Left to right: (a) The splendid wooden pulpit of 1864, designed by Bodley and painted by Wyndham Hope Hughes with the figures, looking from left to right, of St. John Chrysostom, St John the Baptist and St Peter. (b) A painted panel on the side of the pulpit. (c) The lectern, dating to 1900.

Left to right: (a) The lectern, bought for the church in 1900, and nave pews. (b) War Memorial for the fallen of World War I. (c) and (d) Two views of the nave, with pews designed by Bodley.

Roger Dixon and Stefan Muthesius quote the Ecclesiologist of 1864 as saying that "English Gothic is homely and sweet" (222) and there is much here to bear that out. In particular, Bodley's pews, happily still in place, are simply and sturdy. We learn from Peter Searby that Bodley was "constrained by shortage of money" (41) and this may be one reason. But the contrast between the plain ranks of the pews and the rich painted decoration of the walls seems intentional, and at any rate is a most fortunate result.

The marble font designed by Bodley, below the west window.

Related Material


"All Saints Church." Historic England.
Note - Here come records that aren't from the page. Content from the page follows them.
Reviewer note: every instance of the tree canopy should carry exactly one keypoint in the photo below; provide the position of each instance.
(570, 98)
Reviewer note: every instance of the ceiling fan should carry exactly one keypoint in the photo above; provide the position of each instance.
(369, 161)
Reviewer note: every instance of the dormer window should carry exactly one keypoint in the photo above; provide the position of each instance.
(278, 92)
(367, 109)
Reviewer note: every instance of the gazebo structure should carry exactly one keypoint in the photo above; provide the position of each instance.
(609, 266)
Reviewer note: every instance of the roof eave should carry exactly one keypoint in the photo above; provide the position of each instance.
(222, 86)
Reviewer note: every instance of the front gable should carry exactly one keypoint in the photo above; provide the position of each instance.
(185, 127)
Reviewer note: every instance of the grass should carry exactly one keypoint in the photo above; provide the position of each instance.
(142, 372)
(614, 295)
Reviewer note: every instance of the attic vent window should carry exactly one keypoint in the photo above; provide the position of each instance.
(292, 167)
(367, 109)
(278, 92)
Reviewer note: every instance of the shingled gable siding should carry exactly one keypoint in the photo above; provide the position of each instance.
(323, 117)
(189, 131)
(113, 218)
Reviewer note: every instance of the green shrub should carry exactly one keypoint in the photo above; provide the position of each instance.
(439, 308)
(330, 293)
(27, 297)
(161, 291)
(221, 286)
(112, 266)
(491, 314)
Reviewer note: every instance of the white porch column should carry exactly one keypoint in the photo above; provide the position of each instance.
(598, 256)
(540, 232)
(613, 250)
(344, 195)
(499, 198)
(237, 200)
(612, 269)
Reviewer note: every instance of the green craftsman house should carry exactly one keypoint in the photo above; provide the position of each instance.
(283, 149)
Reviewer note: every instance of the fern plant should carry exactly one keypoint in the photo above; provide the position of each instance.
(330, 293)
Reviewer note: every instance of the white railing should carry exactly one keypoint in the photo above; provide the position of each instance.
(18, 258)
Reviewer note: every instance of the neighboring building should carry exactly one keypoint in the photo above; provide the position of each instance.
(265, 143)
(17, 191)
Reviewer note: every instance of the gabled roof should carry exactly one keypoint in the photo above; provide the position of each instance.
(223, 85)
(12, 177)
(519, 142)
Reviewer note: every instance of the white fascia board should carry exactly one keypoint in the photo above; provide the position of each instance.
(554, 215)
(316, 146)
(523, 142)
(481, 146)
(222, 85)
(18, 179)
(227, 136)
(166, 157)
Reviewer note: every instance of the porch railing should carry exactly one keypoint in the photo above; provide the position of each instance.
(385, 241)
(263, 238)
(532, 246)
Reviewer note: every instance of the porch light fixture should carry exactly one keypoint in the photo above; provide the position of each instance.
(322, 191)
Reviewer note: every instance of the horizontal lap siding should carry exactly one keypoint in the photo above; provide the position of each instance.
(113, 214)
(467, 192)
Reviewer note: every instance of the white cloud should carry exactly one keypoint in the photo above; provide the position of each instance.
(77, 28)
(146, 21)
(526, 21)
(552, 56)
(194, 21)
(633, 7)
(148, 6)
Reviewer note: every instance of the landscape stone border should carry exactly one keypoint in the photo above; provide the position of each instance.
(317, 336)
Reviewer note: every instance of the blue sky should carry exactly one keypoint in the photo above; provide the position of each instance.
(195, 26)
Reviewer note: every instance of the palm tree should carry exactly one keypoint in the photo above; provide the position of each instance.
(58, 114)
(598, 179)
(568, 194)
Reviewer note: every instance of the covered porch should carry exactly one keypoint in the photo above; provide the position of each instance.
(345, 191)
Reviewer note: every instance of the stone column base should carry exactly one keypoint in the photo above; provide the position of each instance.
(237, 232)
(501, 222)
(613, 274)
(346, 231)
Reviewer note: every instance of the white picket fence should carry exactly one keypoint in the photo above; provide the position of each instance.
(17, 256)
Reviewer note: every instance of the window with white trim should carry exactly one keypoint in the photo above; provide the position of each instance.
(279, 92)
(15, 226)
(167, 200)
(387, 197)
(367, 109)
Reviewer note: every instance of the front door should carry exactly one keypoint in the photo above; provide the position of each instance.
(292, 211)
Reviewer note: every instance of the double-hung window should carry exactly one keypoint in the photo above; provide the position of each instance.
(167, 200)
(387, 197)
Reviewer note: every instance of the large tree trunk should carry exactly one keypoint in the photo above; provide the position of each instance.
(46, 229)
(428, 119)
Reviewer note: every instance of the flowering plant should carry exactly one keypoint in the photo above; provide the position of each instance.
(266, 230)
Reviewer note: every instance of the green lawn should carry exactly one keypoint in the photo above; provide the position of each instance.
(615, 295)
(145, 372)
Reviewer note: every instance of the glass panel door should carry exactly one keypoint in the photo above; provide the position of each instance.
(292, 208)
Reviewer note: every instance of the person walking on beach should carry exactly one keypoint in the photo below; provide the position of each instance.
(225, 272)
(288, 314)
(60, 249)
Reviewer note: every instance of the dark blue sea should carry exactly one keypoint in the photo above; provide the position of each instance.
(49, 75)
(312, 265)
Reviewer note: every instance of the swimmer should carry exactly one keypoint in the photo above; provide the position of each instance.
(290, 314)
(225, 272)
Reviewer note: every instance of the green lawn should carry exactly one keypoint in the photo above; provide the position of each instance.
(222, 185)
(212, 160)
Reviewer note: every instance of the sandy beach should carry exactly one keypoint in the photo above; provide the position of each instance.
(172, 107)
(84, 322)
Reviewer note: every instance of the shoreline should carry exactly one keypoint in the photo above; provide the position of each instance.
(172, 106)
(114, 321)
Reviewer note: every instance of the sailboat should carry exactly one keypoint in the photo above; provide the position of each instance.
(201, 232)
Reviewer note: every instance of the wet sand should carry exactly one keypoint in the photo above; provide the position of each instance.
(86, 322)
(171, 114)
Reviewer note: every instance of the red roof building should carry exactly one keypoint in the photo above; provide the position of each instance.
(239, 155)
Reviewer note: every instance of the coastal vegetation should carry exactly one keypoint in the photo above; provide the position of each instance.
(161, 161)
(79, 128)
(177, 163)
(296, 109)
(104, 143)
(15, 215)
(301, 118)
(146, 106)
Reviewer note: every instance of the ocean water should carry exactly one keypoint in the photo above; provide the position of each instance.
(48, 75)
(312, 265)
Web. 1 April 2018.

"All Saints Church, Cambridge, Cambridgeshire." Churches Conservation Trust. Web. 1 April 2018.

Dixon, Roger, and Stefan Muthesius.The High Victorian Movement in Architecture, 1850-1870. London: Routledge, 1972.

Garrett, Martin. Cambridge: A Cultural and Literary History. Oxford: Signal Books, 2004.

Jenkins, Simon. England's Thousand Best Churches. Rev. ed. London: Penguin, 2009.

"Rattee and Kett/Kett House (45 Hills Road)" Capturing Cambridge. Web. 1 April 2018.

Searby, Peter. A History of the University of Cambridge, Vol. III: 1750-1870. Cambridge: Cambridge University Press, 1997.

Tricker, Roy, and others. All Saints Church. London: Churches Conservation Trust, 2004 (kindly supplied by Adrian Powter).